August 20, 2020
U.S. Customs and Border Protection officers thwarted an unusual delivery in Philadelphia earlier this month.
Three mantis egg sacks and a live insect were found hidden inside a computer mouse designed for online gaming.
CBP officers made the finding after scanning a parcel destined to an address in New Hampshire on Aug. 7. The scanner detected abnormalities within the mouse, which was shipped from Spain.
Agricultural specialists and inspectors from the U.S. Fish and Wildlife Service determined the sacks belonged to the mantis genus, a classification that includes thousands of species, like the Praying Mantis.
More mantids hatched while in the possession of CBP. The insects were turned over to the Fish and Wildlife Service, which is attempting to place them at the Academy of Natural Sciences museum on the Benjamin Franklin Parkway.
"This seizure illustrates the exceptional inspection capabilities of Customs and Border Protection officers to detect unusual and creative concealment methods to intercept illicit smuggling attempts at our nation’s borders," Casey Durst, CBP’s Director of Field Operations in Baltimore said in a press release.
The egg masses were considered smuggled because they were deliberately concealed inside the computer gaming mouse, a CBP spokesperson said.
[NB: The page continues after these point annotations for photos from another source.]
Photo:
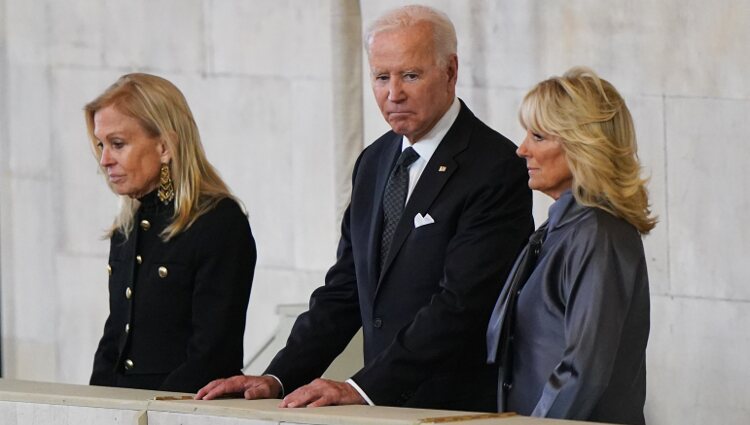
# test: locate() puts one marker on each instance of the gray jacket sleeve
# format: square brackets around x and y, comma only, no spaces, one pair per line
[603,269]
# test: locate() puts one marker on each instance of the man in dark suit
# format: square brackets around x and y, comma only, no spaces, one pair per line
[439,210]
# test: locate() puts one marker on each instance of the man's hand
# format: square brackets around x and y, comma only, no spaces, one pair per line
[251,387]
[322,392]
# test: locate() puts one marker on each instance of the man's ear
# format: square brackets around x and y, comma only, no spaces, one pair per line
[452,69]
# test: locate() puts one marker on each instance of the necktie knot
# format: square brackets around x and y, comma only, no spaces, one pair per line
[394,198]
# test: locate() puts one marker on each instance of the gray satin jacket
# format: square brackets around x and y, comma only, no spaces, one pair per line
[582,321]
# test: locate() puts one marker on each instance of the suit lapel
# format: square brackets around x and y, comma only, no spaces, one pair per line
[437,172]
[386,163]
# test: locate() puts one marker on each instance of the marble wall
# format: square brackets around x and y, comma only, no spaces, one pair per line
[272,96]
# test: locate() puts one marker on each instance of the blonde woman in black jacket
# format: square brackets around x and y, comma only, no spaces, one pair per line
[182,255]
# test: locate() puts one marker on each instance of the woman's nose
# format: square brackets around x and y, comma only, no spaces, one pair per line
[522,151]
[106,158]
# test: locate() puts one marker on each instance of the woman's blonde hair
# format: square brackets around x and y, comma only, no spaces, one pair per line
[597,135]
[163,112]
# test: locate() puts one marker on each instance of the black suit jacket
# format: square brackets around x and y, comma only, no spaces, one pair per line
[425,313]
[185,322]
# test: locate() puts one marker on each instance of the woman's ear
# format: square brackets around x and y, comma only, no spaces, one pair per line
[164,151]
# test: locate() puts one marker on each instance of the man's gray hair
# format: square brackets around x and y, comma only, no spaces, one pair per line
[404,17]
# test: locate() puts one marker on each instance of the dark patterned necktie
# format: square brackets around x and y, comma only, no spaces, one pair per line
[394,199]
[502,321]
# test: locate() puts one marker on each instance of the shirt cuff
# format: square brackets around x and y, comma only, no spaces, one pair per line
[359,390]
[283,393]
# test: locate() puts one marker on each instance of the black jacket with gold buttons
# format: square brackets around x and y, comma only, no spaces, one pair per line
[177,308]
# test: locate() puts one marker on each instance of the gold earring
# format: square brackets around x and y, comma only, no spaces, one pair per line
[166,189]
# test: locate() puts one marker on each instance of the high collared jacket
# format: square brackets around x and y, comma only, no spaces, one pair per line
[582,322]
[177,308]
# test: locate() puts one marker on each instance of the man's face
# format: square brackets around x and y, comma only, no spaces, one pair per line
[412,92]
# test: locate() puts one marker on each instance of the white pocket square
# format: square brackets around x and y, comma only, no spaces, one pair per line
[421,220]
The incident was "a first" for Philadelphia.
A similar incident occurred in March when several egg masses and species of mantis larvae were discovered inside of Xbox remote controllers in Louisville, Kentucky.
CBP agriculture specialists regularly intercept insects and animal byproducts at entry ports. Last year, specialists intercepted an average of 314 insect pests per day. Another, 4,695 prohibited plants, meats, animal byproducts and soils were intercepted.
Mantis are present in the U.S. and are not considered an endangered species. Importers can legally ship live insects if they obtain the necessary permit and meet other requirements.
Three Mantis species are commonly found in area: the Carolina mantis, the European mantis and the Chinese mantis. Only the Carolina mantis is considered a native species.
The other two invasive species outcompete the Carolina mantis for food, according to the Brandywine Conservancy. The invasive Chinese Mantis was first introduced to the U.S. in Mt. Airy in 1896.